Finite-Time Analysis of MCTS in Continuous POMDP Planning

TL;DR

This paper provides finite-time theoretical guarantees for Monte Carlo Tree Search in continuous POMDPs, introducing a new partitioning framework and a variant called Voro-POMCPOW with proven bounds.

Contribution

It extends finite-time analysis to continuous POMDPs by developing a Voronoi-based partitioning method and a new algorithm with theoretical guarantees.

Findings

Voro-POMCPOW achieves competitive empirical performance.

Polynomial concentration bounds are established for discrete POMDPs.

Finite-time bounds on partitioning loss are derived for continuous observation spaces.

Abstract

This paper presents a finite-time analysis for Monte Carlo Tree Search (MCTS) in Partially Observable Markov Decision Processes (POMDPs), with probabilistic concentration bounds in both discrete and continuous observation spaces.

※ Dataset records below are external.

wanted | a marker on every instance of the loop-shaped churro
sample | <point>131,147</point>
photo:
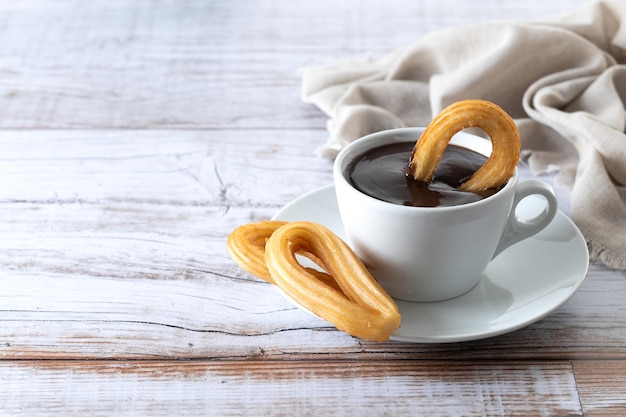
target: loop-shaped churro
<point>500,127</point>
<point>360,307</point>
<point>246,246</point>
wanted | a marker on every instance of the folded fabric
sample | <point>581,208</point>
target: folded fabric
<point>562,79</point>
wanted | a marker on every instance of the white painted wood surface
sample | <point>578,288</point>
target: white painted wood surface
<point>135,135</point>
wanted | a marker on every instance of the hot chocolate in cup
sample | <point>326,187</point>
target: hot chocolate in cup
<point>425,254</point>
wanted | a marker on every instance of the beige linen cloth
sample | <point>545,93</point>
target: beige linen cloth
<point>562,79</point>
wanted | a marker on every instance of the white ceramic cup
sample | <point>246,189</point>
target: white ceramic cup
<point>425,254</point>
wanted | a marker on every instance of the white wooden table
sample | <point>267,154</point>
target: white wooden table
<point>136,135</point>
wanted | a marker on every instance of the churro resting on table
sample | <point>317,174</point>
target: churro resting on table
<point>346,294</point>
<point>500,127</point>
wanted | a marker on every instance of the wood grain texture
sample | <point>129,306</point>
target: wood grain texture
<point>290,388</point>
<point>136,135</point>
<point>602,387</point>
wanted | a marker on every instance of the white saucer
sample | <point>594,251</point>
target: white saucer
<point>522,285</point>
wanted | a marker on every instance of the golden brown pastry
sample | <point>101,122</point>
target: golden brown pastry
<point>469,113</point>
<point>361,307</point>
<point>346,294</point>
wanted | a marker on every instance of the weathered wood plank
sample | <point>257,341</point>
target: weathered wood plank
<point>113,245</point>
<point>138,64</point>
<point>289,388</point>
<point>155,280</point>
<point>215,168</point>
<point>602,387</point>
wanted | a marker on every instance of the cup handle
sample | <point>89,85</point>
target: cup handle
<point>518,228</point>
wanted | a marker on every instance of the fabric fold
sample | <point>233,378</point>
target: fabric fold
<point>563,80</point>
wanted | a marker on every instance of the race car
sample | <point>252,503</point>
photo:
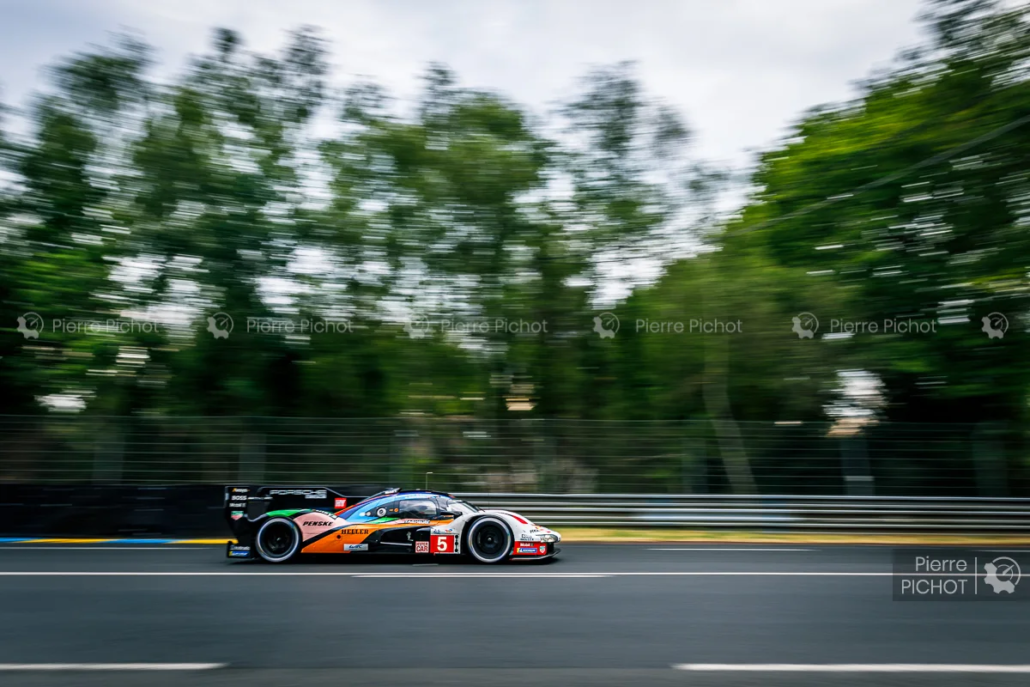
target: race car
<point>276,524</point>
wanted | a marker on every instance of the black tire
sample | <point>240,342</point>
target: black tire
<point>489,540</point>
<point>278,540</point>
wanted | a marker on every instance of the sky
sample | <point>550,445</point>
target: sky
<point>739,71</point>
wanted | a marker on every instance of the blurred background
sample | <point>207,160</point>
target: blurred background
<point>240,264</point>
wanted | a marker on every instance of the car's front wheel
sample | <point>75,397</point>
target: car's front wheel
<point>489,540</point>
<point>278,540</point>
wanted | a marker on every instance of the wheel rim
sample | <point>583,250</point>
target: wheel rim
<point>489,541</point>
<point>277,540</point>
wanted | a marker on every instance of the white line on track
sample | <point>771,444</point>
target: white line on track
<point>851,667</point>
<point>111,666</point>
<point>432,575</point>
<point>719,548</point>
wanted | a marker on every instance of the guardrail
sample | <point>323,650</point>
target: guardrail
<point>780,512</point>
<point>197,510</point>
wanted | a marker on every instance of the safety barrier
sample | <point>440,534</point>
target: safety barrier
<point>197,511</point>
<point>782,512</point>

While MCTS-style solvers such as POMCP achieve empirical success in many applications, rigorous finite-time guarantees remain an open problem due to the nonstationarity and the interdependencies induced by heuristic action selection (e.g., UCB). In the discrete setting, we address these challenges by extending the polynomial exploration bonus to UCB in POMDP setting, yielding polynomial concentration bounds for the empirical value estimation at the root node. For continuous observation spaces, we introduce an abstract partitioning framework and propose a finite-time bound on partitioning loss. Under mild conditions, we prove highprobability bound on value estimates in POMDPs with continuous observation space. Specifically, we propose Voro-POMCPOW, a variant of POMCPOW with f inite-time guarantees that adaptively partitions the continuous observation space using Voronoi cells. This approach maintains a finite branching factor while preserving the original observation generator. Empirical validation demonstrates that the proposed Voro-POMCPOW shows competitive performance while providing theoretical guarantees. Although our analysis focuses on continuous POMDPs, the techniques developed herein are also applicable to continuous MDPs, closing another gap on the MDP side.